La figura più edulcorata, e contro motivazione, appare invece quella di Daisy. Già quando il fedifrago marito Buchanan si scaglia contro l’ascesa delle razze di colore (citando il libro di Stoddard, reso Goddard in film e romanzo), mormora “Dobbiamo sterminarle” ammiccando con violenza (p. 21) nel romanzo; appare infastidita nella trasposizione filmica. Il primo di molti tradimenti, che lasceremo al lettore di analizzare, se vorrà, volti a rendere Daisy una figura quasi romantica, rispetto alla nichilistica e distruttiva ereditiera che invece è.
La scena finale della presunta telefonata di lei a Gatsby (è Nick, invece, a chiamare) è spuria, ma di una divertente crudeltà del regista contro il suo personaggio; così come spurio è che Daisy si neghi al telefono a Nick: per quanto ne sappiamo, è davvero partita dalla città in totale indifferenza. E la bambina non appare, come uno spettro etereo, a turbare il sogno di Gatsby, cancellare il passato (p. 144).
Ma l’omissione definitiva è quella di un rigo appena, sul finale: quando il povero Gatsby racconta a Nick lo svolgimento dell’incidente fatale.
“Bè, Daisy ha prima sterzato verso l’altra macchina per scansare la donna, poi ha perso la testa e ha sterzato di nuovo.” (p. 133).
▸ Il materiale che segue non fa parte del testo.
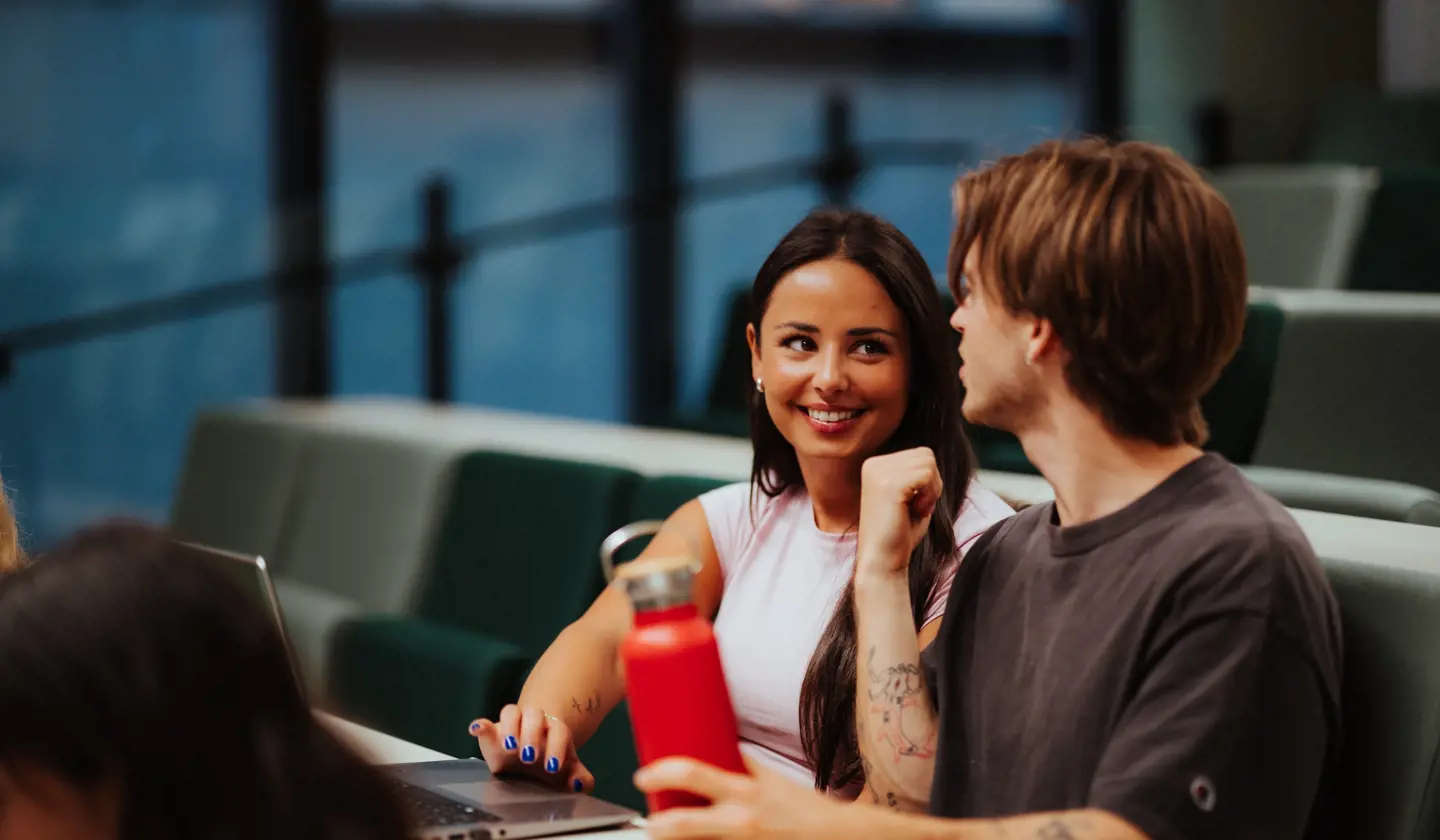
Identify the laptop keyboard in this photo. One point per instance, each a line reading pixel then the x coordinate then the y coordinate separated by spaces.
pixel 431 810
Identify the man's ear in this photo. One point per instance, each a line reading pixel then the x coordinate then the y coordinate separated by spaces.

Non è chiaro se quello di Daisy sia un vero omicidio volontario o una vera perdita del controllo. Certo è che, dato che il marito Tom Buchanan, simmetricamente, spingerà il vedovo ad assassinare Gatsby, che si prenderà la colpa al posto di Daisy, viene più di un sospetto al proposito.
Fitzgerald, giustamente perfido, non ci dice nulla. “Poscia, più che ‘l dolor, poté ‘l digiuno.”, come al solito.
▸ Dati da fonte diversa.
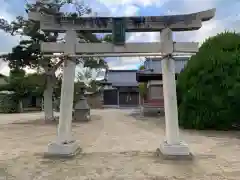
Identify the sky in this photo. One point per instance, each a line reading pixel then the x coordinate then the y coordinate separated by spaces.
pixel 227 18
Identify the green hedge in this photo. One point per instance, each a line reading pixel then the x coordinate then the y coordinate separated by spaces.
pixel 8 103
pixel 209 87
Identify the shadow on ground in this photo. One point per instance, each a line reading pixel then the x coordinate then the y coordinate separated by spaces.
pixel 159 121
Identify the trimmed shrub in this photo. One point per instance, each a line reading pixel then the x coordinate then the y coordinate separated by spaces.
pixel 209 87
pixel 8 103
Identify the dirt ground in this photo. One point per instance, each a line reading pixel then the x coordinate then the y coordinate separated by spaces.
pixel 117 145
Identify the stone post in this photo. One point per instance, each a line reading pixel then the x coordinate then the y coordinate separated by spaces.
pixel 65 145
pixel 172 145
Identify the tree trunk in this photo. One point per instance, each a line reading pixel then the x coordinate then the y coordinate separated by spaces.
pixel 48 100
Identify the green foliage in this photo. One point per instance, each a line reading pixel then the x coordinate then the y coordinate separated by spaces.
pixel 27 53
pixel 209 87
pixel 8 103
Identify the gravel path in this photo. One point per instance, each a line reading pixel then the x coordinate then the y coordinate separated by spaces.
pixel 116 146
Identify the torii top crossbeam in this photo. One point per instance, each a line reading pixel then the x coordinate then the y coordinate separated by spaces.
pixel 185 22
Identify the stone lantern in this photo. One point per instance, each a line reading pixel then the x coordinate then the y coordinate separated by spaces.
pixel 81 109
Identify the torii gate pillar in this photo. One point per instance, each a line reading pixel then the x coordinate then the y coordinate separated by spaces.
pixel 172 144
pixel 65 144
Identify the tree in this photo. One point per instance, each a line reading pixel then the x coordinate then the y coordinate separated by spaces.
pixel 88 78
pixel 22 85
pixel 209 86
pixel 28 53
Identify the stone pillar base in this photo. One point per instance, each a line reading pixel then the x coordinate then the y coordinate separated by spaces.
pixel 62 150
pixel 175 151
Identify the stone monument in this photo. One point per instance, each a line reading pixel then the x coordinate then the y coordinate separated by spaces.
pixel 165 25
pixel 81 109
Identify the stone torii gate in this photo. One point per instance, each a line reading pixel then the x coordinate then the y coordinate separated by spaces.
pixel 165 25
Ma Nick, in fondo, ci suggerisce che “erano gente sbadata, Tom e Daisy: sfracellavano cose e persone, e poi si ritiravano nel loro denaro…” (p. 218). Intenzionale lui, intenzionale lei, verrebbe di dire.
Non è, quindi, l’elisione in sé a creare problema: ma l’elisione di qualcosa che avrebbe rafforzato la lettura neo-cinica di Gatsby, invece di lasciare un alone di addolcimento sulla sua relazione con Daisy, fino ad avvicinarla alla Love Story convenzionale.
Ma dalla decadente Trilogia del Tradimento Artistico non ci si poteva forse aspettare niente di diverso.